Capacity Begets Intelligence at Scale | SNIA

Abstract

Large language model inference is rapidly turning into a memory-hierarchy problem. A single GPU's HBM holds only seconds of working set; the moment a returning session, a long-context prompt, or a parallel chain-of-thought spills out of HBM, the system pays a recompute tax measured in seconds of time-to-first-token and tens of milliseconds of inter-token latency. Extending the hierarchy with DRAM, local NVMe, and a shared cross-node KV tier turns that recompute tax into a storage retrieval and changes the central question from "how fast can we compute attention?" to "how fast can we remember?"

Prior single-GPU work introduced the CRAFT framework: Comprehension, Recall, Adaptability, Fluency, and Tenacity, to score the inference stack the way cognitive science scores a human reasoner. On a single GPU with one NVMe tier under HBM, that work reported up to 78× faster time-to-first-token on long contexts, 10× throughput recovery once the working set exceeded HBM, 21× lower median inter-token latency under load, and a jump from 7% to 83% on the AIME-2024 math benchmark when reasoning budget was unconstrained by capacity.

This talk takes CRAFT off the single-GPU bench and onto a real distributed inference fleet. We deploy a multi-node vLLM cluster on a shared NVMe-class KV tier (an NVIDIA CMX architecture, as introduced at GTC 2026) in a working AI inference lab, with disaggregated prefill and decode workers and production workloads viz. agentic tool loops, long-context multi-turn assistants, and asynchronous batch reasoning.
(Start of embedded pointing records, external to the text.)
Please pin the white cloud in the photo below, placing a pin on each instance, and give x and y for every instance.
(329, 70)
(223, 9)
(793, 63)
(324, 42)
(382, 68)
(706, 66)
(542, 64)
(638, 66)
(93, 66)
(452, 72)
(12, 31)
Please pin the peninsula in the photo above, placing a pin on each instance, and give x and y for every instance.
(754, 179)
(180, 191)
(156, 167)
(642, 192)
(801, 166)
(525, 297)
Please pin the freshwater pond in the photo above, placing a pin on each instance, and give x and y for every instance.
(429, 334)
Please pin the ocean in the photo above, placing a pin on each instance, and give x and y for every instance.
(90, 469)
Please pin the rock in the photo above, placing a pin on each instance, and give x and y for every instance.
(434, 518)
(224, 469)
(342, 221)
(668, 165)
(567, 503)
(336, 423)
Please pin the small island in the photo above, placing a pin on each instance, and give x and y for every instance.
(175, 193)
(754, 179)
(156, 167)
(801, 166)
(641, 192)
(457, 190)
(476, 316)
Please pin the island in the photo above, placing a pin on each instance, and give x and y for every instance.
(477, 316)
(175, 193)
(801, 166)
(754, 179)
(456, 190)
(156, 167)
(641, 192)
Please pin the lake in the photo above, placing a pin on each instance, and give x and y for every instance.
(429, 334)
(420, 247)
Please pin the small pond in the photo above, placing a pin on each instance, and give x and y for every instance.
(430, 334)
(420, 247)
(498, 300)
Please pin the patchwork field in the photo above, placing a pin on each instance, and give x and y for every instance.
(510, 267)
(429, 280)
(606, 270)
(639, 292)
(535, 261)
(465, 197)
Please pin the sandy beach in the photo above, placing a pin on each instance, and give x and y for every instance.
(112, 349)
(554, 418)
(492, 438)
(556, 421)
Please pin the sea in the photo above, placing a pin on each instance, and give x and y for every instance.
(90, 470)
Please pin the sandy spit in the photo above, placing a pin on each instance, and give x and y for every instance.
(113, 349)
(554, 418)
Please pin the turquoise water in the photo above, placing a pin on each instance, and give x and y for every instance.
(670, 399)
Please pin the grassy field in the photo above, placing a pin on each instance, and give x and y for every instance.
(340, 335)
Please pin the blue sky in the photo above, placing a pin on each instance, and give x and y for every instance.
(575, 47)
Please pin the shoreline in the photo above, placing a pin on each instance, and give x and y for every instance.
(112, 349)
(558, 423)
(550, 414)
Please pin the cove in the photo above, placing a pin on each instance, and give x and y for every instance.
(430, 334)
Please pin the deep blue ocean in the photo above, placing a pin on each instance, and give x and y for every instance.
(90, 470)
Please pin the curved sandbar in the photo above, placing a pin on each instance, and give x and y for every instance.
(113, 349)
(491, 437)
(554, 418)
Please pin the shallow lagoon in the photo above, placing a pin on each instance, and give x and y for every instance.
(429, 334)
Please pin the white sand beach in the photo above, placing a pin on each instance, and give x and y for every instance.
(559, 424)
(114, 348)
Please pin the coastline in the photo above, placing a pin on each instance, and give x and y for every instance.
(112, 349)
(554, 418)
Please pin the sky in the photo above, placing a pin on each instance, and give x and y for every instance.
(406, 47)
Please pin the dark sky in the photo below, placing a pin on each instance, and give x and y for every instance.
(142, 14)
We re-measure each CRAFT dimension at fleet scale, alongside hit-rate, tail latency, and decode goodput, across realistic levels of multi-initiator fan-in into the shared KV pool.

From the measured workload we then derive the storage QoS profile that this class of system actually demands, expressed in the language storage architects use: large-block random reads at modest per-drive queue depth; p99.99 read-tail latency under sustained concurrent write pressure; and the fan-in rule that keeps the system out of queueing collapse.

Attendees will leave with a vendor-neutral measurement framework they can apply to any inference stack, a reference workload profile useful to SSD architects and shared-KV-tier designers, and a concrete picture of how storage decisions propagate all the way up into model throughput, decode smoothness, and end-to-end answer quality.

This is a developer talk. All measurements, configurations, and analysis methodology will be presented in sufficient detail to reproduce.

Kapil Karkra

Senior Principal Engineer, AI Storage and Software Solutions